E-commerce Faces 'Cutthroat Competition' Next Year... SSG.com and Market Kurly IPO Success in Doubt


According to KTB Investment & Securities on the 19th, the operating losses of distribution companies' online businesses, excluding major platform companies, are expanding this year. Coupang, which had reduced its deficit ahead of its listing, is expected to record an operating loss of 1.6 trillion won this year. SSG.COM and Lotte ON are estimated to record 107 billion won and 143 billion won, respectively.


NAVER Shopping and Kakao Commerce are projected to post operating profits of 501 billion won and 278 billion won, respectively, this year. The profitability gap with traditional distribution companies is interpreted as being influenced by advertising businesses based on large platform traffic and KakaoTalk’s unique sense of belonging and convenience utilized in its gifting service. The expansion of market share by internet companies with business models and moats different from the traditional distribution commission fee model is seen as one axis of the expanding deficit competition within the e-commerce market.


Moreover, the sales growth rate of global e-commerce companies is slowing down. In the United States, where economic reopening was faster than in Korea, Amazon’s combined retail sales growth rate recorded 8% in the third quarter. This is a significant slowdown from 50% in the first quarter and 22% in the second quarter of this year. This is interpreted as a result of increased offline consumption following the transition to the With-Corona phase and the high base effect from last year.


The domestic e-commerce market is also expected to show a similar trend to global companies. Coupang recorded a sales growth rate of 48% in 3Q21, which slowed down compared to 68% in the first half of this year. Although Coupang has stated that it is not concerned about short-term growth rates (over the next six months), the financial investment industry views a slowdown in sales growth rate next year as inevitable.

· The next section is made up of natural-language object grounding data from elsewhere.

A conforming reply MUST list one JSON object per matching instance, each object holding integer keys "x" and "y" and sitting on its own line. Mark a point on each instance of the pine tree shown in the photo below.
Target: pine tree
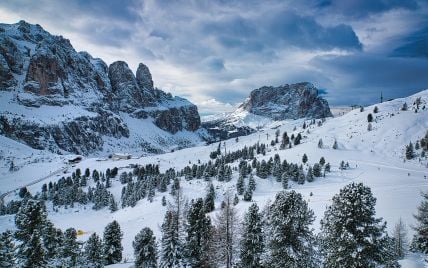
{"x": 320, "y": 144}
{"x": 304, "y": 158}
{"x": 400, "y": 239}
{"x": 284, "y": 180}
{"x": 173, "y": 233}
{"x": 145, "y": 249}
{"x": 409, "y": 151}
{"x": 225, "y": 238}
{"x": 7, "y": 250}
{"x": 252, "y": 183}
{"x": 290, "y": 239}
{"x": 175, "y": 186}
{"x": 209, "y": 199}
{"x": 375, "y": 110}
{"x": 171, "y": 251}
{"x": 240, "y": 187}
{"x": 310, "y": 175}
{"x": 316, "y": 170}
{"x": 327, "y": 168}
{"x": 94, "y": 251}
{"x": 198, "y": 236}
{"x": 420, "y": 238}
{"x": 248, "y": 195}
{"x": 33, "y": 254}
{"x": 112, "y": 204}
{"x": 52, "y": 240}
{"x": 322, "y": 161}
{"x": 351, "y": 235}
{"x": 70, "y": 248}
{"x": 29, "y": 221}
{"x": 112, "y": 249}
{"x": 335, "y": 145}
{"x": 252, "y": 239}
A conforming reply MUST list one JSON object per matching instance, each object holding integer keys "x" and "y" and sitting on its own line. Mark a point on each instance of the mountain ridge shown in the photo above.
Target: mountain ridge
{"x": 39, "y": 70}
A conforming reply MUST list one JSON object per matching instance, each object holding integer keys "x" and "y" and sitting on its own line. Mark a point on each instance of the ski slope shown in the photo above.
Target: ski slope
{"x": 376, "y": 158}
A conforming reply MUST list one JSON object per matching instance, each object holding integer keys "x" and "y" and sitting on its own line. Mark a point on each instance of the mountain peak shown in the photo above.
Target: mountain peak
{"x": 289, "y": 101}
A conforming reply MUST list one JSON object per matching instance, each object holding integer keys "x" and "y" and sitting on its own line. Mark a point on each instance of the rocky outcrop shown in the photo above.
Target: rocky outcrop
{"x": 292, "y": 101}
{"x": 38, "y": 70}
{"x": 67, "y": 136}
{"x": 144, "y": 77}
{"x": 178, "y": 119}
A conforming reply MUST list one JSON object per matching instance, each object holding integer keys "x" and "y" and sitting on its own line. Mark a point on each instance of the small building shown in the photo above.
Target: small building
{"x": 75, "y": 160}
{"x": 119, "y": 156}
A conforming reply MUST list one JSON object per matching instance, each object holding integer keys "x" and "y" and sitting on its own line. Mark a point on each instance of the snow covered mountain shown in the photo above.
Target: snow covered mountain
{"x": 268, "y": 105}
{"x": 55, "y": 98}
{"x": 376, "y": 157}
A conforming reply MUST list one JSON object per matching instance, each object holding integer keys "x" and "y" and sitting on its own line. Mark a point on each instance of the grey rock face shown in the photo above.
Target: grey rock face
{"x": 144, "y": 77}
{"x": 67, "y": 136}
{"x": 45, "y": 70}
{"x": 178, "y": 119}
{"x": 287, "y": 102}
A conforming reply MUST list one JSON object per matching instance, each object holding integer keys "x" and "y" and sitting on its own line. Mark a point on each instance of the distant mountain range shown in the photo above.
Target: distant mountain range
{"x": 55, "y": 98}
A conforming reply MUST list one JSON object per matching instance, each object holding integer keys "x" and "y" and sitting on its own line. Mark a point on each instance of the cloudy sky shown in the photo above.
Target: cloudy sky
{"x": 216, "y": 52}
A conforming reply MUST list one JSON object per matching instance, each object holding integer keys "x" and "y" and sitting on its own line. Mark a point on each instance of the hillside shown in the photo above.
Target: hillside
{"x": 57, "y": 99}
{"x": 266, "y": 106}
{"x": 376, "y": 158}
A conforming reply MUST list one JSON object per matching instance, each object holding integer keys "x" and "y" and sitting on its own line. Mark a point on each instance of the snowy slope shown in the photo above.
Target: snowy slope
{"x": 376, "y": 158}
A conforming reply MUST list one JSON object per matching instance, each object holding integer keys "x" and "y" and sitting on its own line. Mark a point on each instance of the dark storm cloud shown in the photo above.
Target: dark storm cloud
{"x": 363, "y": 8}
{"x": 365, "y": 76}
{"x": 415, "y": 45}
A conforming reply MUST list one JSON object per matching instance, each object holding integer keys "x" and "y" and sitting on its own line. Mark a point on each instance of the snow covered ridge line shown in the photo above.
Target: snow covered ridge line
{"x": 269, "y": 107}
{"x": 376, "y": 158}
{"x": 54, "y": 98}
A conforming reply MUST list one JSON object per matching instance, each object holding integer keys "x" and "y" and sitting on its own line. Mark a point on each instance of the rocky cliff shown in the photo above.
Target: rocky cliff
{"x": 292, "y": 101}
{"x": 53, "y": 97}
{"x": 268, "y": 104}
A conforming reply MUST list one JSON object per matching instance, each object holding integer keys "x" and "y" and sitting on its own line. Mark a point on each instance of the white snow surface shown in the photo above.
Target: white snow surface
{"x": 376, "y": 158}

With E-Mart’s acquisition of eBay Korea, the market share of the top three companies, including NAVER and Coupang, increased (from 37.3% in 2019 to 45.9%), but the prevailing view is that competition intensity will rather increase. Jinwoo Kim, a researcher at KTB Investment & Securities, said, "The stock prices of e-commerce companies listed this year have fallen by an average of 30% compared to their IPO prices," adding, "Considering the differences in e-commerce penetration rates between countries and the slowdown in growth rates of e-commerce companies, a cautious approach is necessary for Korean e-commerce companies awaiting IPOs next year."